Семён Никитич слушал его молча. Голова крепко стояла на твёрдой шее. Не обмолвился словом и князь Василий Иванович. Попик, смутившись, умолк.
Семён Никитич взглянул в глаза боярину и понял: Василии Иванович предупреждение на ус намотает. А боярин разглядел в глазах Семёна Никитича, что Шуйских не тронут. Слишком родовиты, слишком крепки на московской земле.
На том царёв дядька и Василий Иванович разъехались. От дома князя Ивана Ивановича стрельцов убрали. Ну а великая кляуза всё яростнее, злее гуляла по московским улицам. Перепархивала из дома в дом, от человека к человеку. Разевала алый клыкастый рот и без стеснения вцеплялась и в того, и в другого. Этому делу повадку дай, и оно само мышцами обрастёт, жирок нагуляет и такую силу наберёт, что диво.
В один из дней к Семёну Никитичу тайно пришёл дворовый человек, казначей Александра Никитича Романова, Второй Бартеньев. Поклонился царёву дядьке до полу и с растерянным лицом сказал:
— Готов исполнить волю царскую над господином своим. — И закашлялся, горло ему перехватило сухостью.
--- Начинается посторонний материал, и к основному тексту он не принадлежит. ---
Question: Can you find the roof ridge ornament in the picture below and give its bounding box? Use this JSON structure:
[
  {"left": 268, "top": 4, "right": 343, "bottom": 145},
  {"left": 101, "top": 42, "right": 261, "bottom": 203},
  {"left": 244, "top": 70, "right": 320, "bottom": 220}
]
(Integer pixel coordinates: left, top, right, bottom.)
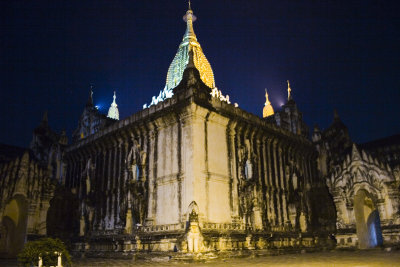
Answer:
[{"left": 107, "top": 91, "right": 119, "bottom": 120}]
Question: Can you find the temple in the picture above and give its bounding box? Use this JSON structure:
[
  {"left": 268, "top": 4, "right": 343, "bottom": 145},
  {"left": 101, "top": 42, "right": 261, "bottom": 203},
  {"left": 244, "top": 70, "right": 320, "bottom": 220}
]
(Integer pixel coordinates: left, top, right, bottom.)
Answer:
[{"left": 0, "top": 2, "right": 400, "bottom": 257}]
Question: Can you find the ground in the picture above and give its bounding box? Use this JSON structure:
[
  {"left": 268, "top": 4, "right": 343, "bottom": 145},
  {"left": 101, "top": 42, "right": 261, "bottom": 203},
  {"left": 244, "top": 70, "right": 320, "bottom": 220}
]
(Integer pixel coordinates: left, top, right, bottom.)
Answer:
[{"left": 0, "top": 250, "right": 400, "bottom": 267}]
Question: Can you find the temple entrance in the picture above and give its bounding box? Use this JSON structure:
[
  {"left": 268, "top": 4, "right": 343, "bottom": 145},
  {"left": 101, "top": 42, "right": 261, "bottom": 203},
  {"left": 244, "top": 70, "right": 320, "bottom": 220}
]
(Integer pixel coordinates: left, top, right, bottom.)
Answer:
[
  {"left": 354, "top": 189, "right": 382, "bottom": 249},
  {"left": 0, "top": 195, "right": 28, "bottom": 257}
]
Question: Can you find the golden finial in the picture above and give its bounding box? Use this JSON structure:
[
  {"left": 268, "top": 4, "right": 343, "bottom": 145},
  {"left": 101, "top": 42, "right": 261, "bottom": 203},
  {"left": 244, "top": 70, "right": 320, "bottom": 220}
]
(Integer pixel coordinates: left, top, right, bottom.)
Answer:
[
  {"left": 287, "top": 80, "right": 292, "bottom": 100},
  {"left": 263, "top": 89, "right": 275, "bottom": 118}
]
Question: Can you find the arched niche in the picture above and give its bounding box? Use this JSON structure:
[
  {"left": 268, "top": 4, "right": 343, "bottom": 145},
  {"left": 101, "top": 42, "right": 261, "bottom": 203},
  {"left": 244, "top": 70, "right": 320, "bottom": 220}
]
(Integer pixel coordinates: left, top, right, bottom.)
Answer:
[
  {"left": 0, "top": 195, "right": 28, "bottom": 257},
  {"left": 354, "top": 189, "right": 382, "bottom": 249}
]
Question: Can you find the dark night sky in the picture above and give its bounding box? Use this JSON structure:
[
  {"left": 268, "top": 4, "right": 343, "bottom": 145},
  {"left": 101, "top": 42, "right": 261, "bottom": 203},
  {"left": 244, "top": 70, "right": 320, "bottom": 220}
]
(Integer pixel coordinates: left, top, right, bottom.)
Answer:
[{"left": 0, "top": 0, "right": 400, "bottom": 146}]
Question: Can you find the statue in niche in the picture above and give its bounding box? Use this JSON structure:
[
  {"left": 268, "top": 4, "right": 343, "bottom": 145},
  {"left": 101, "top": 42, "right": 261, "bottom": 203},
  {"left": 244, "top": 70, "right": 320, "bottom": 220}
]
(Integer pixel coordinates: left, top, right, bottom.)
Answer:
[
  {"left": 244, "top": 159, "right": 253, "bottom": 180},
  {"left": 79, "top": 158, "right": 96, "bottom": 236},
  {"left": 125, "top": 138, "right": 147, "bottom": 227},
  {"left": 238, "top": 146, "right": 257, "bottom": 229},
  {"left": 125, "top": 138, "right": 140, "bottom": 182},
  {"left": 82, "top": 158, "right": 96, "bottom": 196}
]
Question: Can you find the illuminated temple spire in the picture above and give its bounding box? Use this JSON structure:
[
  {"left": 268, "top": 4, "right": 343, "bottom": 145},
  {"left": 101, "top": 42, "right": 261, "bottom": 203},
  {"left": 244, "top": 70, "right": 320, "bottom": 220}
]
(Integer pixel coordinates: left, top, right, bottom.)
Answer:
[
  {"left": 164, "top": 1, "right": 215, "bottom": 90},
  {"left": 263, "top": 89, "right": 275, "bottom": 118},
  {"left": 107, "top": 91, "right": 119, "bottom": 120}
]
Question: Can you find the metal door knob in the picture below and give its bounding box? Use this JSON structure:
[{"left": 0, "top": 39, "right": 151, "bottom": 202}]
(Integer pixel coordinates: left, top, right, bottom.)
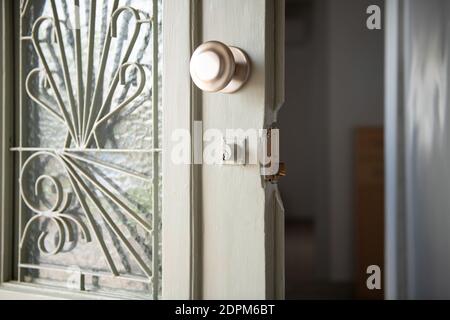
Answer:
[{"left": 191, "top": 41, "right": 250, "bottom": 93}]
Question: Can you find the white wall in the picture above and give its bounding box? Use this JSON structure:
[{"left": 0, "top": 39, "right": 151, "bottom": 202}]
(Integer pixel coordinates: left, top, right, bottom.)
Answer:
[
  {"left": 328, "top": 0, "right": 384, "bottom": 281},
  {"left": 404, "top": 0, "right": 450, "bottom": 299}
]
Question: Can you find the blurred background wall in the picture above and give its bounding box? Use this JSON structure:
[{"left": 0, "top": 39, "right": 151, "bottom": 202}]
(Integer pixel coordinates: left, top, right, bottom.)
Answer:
[{"left": 279, "top": 0, "right": 384, "bottom": 298}]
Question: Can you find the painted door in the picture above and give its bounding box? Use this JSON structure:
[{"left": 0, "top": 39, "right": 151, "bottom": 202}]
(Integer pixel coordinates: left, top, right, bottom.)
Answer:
[{"left": 0, "top": 0, "right": 283, "bottom": 299}]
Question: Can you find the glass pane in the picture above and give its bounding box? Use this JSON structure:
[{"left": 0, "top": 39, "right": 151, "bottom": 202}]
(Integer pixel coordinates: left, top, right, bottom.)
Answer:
[{"left": 15, "top": 0, "right": 162, "bottom": 298}]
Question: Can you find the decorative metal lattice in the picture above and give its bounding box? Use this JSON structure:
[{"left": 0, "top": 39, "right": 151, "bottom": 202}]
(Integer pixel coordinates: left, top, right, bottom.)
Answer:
[{"left": 13, "top": 0, "right": 161, "bottom": 298}]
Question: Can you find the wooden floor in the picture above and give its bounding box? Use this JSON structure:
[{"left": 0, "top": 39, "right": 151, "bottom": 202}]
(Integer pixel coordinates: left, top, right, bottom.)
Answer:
[{"left": 286, "top": 222, "right": 353, "bottom": 300}]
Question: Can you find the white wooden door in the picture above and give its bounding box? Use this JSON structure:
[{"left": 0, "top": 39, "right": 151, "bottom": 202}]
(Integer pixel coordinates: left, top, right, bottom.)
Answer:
[{"left": 0, "top": 0, "right": 284, "bottom": 299}]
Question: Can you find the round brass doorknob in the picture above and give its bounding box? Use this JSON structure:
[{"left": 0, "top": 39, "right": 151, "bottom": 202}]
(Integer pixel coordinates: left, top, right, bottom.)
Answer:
[{"left": 191, "top": 41, "right": 250, "bottom": 93}]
Выглядывая из-за плеча гостя, Лаврентий его ободрил:
— Но, но, говори смело.
Второй Бартеньев рассказал, что в казне Александра Никитича припасены отравные корешки для царя.
Лаврентий улыбался.
Семён Никитич, выслушав тайного гостя, перехватил за спиной одну руку другой и сжал до хруста.
— Ступай, — сказал Второму Бартеньеву, — и молчи. Отблагодарим, будешь доволен. Ступай.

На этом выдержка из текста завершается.